Bin Wang, Wentong Li, Wenqian Wang, Mingliang Gao, Runmin Cong, Wei Zhang
- PyTorch >= 1.9
- RandAugment
- pprint
- dotmap
- yaml
- einops
(Recommend) To train all of our models, we extract videos into frames for fast reading. Please refer to mmaction2 repo for the detaied guide of data processing.
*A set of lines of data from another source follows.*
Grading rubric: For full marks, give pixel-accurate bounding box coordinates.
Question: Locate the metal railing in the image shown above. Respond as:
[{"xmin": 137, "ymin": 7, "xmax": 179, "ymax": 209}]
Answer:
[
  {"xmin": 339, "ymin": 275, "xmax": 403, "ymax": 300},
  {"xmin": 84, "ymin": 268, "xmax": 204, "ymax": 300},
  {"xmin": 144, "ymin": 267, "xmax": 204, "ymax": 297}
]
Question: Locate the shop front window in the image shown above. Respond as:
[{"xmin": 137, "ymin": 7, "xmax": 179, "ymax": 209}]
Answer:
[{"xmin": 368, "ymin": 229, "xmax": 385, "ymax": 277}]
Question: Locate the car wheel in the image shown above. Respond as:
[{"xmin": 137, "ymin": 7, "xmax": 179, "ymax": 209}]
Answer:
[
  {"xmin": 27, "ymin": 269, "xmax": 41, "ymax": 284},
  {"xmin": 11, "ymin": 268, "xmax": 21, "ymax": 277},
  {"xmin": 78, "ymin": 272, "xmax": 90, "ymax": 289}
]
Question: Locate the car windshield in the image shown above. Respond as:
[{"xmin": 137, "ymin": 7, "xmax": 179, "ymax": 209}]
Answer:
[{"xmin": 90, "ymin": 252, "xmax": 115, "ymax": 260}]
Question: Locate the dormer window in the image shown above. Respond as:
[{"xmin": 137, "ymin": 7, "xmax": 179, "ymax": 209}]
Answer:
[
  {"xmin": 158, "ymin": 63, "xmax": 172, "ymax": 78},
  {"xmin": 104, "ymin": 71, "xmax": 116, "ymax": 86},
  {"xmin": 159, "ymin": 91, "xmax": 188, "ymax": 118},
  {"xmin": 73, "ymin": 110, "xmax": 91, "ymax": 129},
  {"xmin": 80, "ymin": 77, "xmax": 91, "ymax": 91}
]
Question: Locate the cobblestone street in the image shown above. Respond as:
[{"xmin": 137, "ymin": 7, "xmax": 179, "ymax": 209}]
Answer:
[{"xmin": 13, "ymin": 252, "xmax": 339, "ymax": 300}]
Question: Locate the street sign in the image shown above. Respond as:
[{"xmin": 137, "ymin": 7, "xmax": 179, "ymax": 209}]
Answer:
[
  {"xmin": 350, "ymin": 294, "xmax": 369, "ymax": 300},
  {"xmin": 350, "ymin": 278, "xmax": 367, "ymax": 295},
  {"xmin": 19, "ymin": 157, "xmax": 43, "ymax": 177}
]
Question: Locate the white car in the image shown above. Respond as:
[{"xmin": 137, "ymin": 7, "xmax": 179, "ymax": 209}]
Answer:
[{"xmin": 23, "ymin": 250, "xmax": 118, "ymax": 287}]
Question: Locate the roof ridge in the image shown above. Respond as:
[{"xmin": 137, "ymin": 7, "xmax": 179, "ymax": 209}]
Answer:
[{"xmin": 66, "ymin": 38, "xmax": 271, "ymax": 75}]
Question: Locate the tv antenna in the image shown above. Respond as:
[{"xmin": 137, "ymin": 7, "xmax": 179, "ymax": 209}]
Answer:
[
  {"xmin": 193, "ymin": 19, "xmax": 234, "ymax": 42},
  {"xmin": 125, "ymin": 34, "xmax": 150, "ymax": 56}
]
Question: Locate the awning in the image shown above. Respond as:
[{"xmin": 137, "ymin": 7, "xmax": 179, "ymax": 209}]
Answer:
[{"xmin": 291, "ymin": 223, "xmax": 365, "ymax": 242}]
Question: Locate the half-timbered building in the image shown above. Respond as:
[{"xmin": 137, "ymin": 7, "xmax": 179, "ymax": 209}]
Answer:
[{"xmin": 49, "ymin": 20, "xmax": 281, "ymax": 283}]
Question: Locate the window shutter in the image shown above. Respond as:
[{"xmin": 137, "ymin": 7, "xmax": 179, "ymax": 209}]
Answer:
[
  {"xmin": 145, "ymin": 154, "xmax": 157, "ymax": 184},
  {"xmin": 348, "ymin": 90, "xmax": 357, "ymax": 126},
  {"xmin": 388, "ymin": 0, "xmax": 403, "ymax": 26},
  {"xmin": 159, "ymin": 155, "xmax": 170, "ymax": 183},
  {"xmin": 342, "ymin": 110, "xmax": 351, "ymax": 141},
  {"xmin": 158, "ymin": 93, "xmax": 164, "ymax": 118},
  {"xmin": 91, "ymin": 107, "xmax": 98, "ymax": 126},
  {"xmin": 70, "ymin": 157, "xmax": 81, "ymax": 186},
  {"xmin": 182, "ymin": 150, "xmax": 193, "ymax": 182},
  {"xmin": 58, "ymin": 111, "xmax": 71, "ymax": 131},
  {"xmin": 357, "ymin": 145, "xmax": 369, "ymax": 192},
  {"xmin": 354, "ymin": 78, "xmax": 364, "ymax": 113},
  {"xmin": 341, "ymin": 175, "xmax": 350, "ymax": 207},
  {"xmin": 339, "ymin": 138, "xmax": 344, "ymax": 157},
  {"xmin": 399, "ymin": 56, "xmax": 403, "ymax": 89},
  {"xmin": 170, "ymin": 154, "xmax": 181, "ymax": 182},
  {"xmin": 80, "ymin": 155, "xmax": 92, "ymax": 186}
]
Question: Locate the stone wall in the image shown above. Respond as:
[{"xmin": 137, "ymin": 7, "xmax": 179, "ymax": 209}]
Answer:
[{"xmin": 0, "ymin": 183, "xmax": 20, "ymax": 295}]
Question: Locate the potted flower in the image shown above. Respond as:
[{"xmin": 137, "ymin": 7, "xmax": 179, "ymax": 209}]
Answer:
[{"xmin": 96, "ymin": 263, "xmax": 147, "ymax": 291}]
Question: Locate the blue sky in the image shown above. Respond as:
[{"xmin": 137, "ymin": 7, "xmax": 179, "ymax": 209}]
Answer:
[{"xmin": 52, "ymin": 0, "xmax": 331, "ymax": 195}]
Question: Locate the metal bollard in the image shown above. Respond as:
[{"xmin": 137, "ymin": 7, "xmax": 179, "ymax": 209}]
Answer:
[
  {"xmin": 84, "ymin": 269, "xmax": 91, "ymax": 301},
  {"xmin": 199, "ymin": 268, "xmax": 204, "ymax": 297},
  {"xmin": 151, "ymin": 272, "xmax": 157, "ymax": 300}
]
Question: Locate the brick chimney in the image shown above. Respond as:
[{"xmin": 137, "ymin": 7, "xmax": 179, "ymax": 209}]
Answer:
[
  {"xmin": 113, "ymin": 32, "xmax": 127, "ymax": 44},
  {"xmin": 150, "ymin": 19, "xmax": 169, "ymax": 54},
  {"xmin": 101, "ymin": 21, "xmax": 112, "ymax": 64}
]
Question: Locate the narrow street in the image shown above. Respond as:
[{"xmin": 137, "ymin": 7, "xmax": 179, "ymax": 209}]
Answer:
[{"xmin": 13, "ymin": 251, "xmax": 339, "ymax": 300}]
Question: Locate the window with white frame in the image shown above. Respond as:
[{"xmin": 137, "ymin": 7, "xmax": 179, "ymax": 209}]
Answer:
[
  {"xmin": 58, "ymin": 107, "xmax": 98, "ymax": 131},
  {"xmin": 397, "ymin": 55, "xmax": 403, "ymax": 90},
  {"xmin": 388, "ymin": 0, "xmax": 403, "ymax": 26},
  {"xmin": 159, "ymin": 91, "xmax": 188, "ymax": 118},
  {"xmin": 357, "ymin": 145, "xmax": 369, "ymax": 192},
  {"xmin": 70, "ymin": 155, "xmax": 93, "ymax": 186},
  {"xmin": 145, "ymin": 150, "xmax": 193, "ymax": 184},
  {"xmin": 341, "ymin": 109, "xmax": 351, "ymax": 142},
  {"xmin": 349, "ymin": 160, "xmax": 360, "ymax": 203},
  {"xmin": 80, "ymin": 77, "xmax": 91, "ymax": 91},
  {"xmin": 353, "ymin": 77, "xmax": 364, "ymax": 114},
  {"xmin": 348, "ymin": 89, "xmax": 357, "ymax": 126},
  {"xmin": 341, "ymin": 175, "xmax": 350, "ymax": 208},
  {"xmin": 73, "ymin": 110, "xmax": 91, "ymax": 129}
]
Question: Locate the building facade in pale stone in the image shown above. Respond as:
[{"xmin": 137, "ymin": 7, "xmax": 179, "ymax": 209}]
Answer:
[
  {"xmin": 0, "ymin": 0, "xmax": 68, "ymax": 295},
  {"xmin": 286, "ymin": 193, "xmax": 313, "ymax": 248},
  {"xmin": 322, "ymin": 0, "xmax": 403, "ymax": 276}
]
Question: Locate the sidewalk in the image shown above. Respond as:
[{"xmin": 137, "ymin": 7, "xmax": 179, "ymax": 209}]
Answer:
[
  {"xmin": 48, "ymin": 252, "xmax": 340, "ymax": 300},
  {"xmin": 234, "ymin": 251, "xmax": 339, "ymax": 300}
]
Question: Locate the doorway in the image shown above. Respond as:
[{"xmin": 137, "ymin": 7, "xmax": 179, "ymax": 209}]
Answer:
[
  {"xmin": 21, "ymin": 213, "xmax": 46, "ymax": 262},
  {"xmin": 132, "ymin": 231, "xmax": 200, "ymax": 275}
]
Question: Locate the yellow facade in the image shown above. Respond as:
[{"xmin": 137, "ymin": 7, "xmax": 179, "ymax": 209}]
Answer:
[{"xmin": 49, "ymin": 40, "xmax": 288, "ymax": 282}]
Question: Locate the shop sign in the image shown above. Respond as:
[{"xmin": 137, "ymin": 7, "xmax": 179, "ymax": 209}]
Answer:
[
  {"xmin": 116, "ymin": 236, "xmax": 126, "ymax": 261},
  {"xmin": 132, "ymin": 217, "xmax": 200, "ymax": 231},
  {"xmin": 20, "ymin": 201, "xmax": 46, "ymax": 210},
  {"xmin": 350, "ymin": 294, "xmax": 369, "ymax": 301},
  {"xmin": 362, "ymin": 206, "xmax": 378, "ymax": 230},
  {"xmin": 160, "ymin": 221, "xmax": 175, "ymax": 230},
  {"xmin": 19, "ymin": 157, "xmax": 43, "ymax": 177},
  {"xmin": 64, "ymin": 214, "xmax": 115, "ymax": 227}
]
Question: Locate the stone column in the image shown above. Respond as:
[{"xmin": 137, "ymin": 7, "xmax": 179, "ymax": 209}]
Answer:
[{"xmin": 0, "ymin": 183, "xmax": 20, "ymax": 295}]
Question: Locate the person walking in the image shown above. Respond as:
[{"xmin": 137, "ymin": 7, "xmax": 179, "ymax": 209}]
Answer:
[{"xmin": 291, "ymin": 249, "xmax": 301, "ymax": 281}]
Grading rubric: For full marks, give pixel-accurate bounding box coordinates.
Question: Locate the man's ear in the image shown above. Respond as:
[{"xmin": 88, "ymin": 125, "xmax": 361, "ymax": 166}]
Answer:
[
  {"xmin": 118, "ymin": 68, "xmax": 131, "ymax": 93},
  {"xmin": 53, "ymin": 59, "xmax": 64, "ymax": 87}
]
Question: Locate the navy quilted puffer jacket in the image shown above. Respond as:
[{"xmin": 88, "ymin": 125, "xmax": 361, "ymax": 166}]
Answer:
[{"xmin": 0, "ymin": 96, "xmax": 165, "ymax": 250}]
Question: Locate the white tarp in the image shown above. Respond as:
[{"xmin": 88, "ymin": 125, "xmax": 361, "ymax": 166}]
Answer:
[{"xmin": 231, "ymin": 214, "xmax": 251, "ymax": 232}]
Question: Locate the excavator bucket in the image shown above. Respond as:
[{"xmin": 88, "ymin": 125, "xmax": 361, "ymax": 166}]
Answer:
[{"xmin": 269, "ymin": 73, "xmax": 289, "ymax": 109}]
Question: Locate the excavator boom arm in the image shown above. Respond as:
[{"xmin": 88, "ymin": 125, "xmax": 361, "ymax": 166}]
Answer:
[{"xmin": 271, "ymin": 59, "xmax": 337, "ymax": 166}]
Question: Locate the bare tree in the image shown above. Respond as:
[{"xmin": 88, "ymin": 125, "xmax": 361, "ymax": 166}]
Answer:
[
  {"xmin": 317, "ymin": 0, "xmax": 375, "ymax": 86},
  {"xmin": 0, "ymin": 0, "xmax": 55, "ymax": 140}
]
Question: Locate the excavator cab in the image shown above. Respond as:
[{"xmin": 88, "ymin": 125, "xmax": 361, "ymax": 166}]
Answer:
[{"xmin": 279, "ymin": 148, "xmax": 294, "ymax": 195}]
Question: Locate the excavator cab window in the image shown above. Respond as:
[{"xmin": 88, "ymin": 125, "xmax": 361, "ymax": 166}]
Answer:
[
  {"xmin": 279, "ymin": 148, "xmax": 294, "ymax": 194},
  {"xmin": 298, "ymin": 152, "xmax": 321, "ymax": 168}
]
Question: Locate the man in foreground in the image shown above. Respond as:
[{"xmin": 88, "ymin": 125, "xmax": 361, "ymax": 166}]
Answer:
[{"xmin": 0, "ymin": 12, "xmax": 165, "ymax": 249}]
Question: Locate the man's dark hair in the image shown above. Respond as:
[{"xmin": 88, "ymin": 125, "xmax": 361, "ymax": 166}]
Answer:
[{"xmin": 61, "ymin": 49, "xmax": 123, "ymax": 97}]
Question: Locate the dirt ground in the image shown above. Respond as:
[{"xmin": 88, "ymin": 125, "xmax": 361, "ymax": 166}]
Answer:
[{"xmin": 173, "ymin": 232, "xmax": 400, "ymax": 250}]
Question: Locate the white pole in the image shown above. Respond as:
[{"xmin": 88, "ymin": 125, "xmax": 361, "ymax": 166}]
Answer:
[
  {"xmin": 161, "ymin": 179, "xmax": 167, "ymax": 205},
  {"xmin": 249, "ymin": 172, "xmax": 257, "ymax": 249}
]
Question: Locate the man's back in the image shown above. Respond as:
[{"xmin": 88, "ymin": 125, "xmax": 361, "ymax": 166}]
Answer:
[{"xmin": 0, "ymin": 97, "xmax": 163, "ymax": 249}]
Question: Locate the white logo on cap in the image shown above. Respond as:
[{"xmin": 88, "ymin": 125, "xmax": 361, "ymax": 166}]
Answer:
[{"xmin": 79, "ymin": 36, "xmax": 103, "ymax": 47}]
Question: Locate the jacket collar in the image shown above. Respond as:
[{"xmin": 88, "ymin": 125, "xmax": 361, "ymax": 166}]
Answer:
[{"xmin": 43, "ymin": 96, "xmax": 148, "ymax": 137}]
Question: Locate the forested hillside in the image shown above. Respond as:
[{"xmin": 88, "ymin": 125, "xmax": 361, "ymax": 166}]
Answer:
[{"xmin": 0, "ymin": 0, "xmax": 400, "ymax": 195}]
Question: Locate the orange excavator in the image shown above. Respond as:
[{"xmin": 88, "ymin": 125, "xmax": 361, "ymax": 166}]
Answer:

The annotation file is a text file with multiple lines, and each line indicates the directory to frames of a video, total frames of the video and the label of a video, which are split with a whitespace. Here is the format:
<video_1> <total frames> <label_1>
<video_2> <total frames> <label_2>
...
<video_N> <total frames> <label_N>
(Optional) We can also decode the videos in an online fashion using decord. This method is recommended if your dataset is not on a high-speed hard drive. Example of annotation:
<video_1> <label_1>
<video_2> <label_2>
...
<video_N> <label_N>
Here we provide some off-the-shelf pre-trained checkpoints of our models in the following tables. More checkpoints will be provided soon.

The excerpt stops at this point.